At the height of the internet boom, marketers had big dreams about harnessing the power of consumer information. As they saw it, the Internet had created opportunities for data mining, cross-selling, and targeted marketing that went far beyond what was feasible in traditional commerce. Airlines could find out who was checking fares to the Caribbean. Health-care companies could keep track of who was reading up on diabetes or schizophrenia. At last, it would be fast, easy, and cheap to profile a vast assortment of customers--and to pitch them accordingly.
But then the privacy backlash set in. Consumers began to worry that their health records, their music tastes, and other information about them were being put at the disposal of strangers. Meanwhile, a highly vocal privacy-advocacy community began publicizing outrage-of-the-month incidents--which put pressure on perceived offenders to back away from plans to make full use of customer data. Amazon.com, for example, tried to publish lists of the books that sold best among employees of Coca-Cola, IBM, and the like, only to retreat after some customers complained that their reading tastes weren't anyone else's business.
As a result, lots of big companies began treating online privacy in a purely defensive way--as an issue to be handled mainly by their legal department. "Just don't get it wrong" supplanted "Get it right."
Lately, though, all sorts of organizations that do business on the Internet are taking a fresh look at their privacy strategies. Their objective: to strike the right balance between shielding each user's privacy and exploiting a rich mountain of consumer data. "Good privacy can be a good business practice," contends David Kramer, a partner at Wilson Sonsini Goodrich & Rosati, one of Silicon Valley's top law firms. "If you think about it, it's really part of good customer service."
In this new environment, companies aren't abandoning efforts to extract value from online databases. But they are gathering and exploiting data in a more consumer-sensitive way.
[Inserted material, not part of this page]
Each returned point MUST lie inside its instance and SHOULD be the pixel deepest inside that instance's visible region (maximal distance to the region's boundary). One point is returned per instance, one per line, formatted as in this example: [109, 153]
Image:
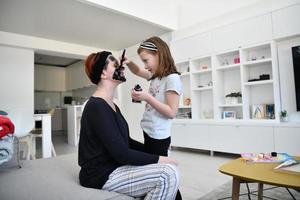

Replacing the strip-mining tactics that consumers fear most is an approach that rests on a few basic principles.
Over the past few years, companies have tended to keep privacy issues in a haze. Too often, privacy policies have been verbose and jargon-filled, and companies have buried them in obscure corners of Web sites or deep inside long-winded emails.
That's not smart, and in some industries, it's not even legal. New federal regulations require companies in the health-care and financial-services fields to post clear highly visible privacy policies on the Web, and to remind users repeatedly that they can opt out of future marketing initiatives. But even in industries where anything goes, there's a strong case to be made for being candid rather than coy. If you want your customers to remain your customers, then you should be reasonably clear about how you plan to use information about them--and what their rights are regarding that information.
Isn't there a risk that most consumers will make their data off-limits if the opt-out card is easy to play? Not if companies convince consumers that data sharing is worth it. In fact, if opt-out rates start to rise much above 10%, that's probably a good sign that a company has done a poor job of designing its marketing promotions.
Don't let a third party use your data to communicate directly with customers. That's a steady refrain of Marc Loewenthal, chief privacy officer at Providian Financial, a San Francisco-based credit-card issuer. Sure, there are good reasons why Providian might allow businesses like Avis Rent A Car, Flowers.com, and Marriott Hotels to pitch their goodies to its online customers. But, Loewenthal says, that kind of dialogue should always begin with an email or targeted ad sent by Providian itself, and only those customers who respond to such a message should be put in touch with a third-party marketer.
From a privacy standpoint, Loewenthal argues, that's a much more attractive option than opening up vast swathes of Providian's cardholder registry to outsiders. Customers receive only those pitches that Providian thinks might appeal to them--and they don't run the risk of getting bombarded with spam. What's more, Providian maximizes the long-term value of its large customer database. "That's a no-brainer for us," Loewenthal says. "Customer data is very valuable to us, and we need to guard it very jealously."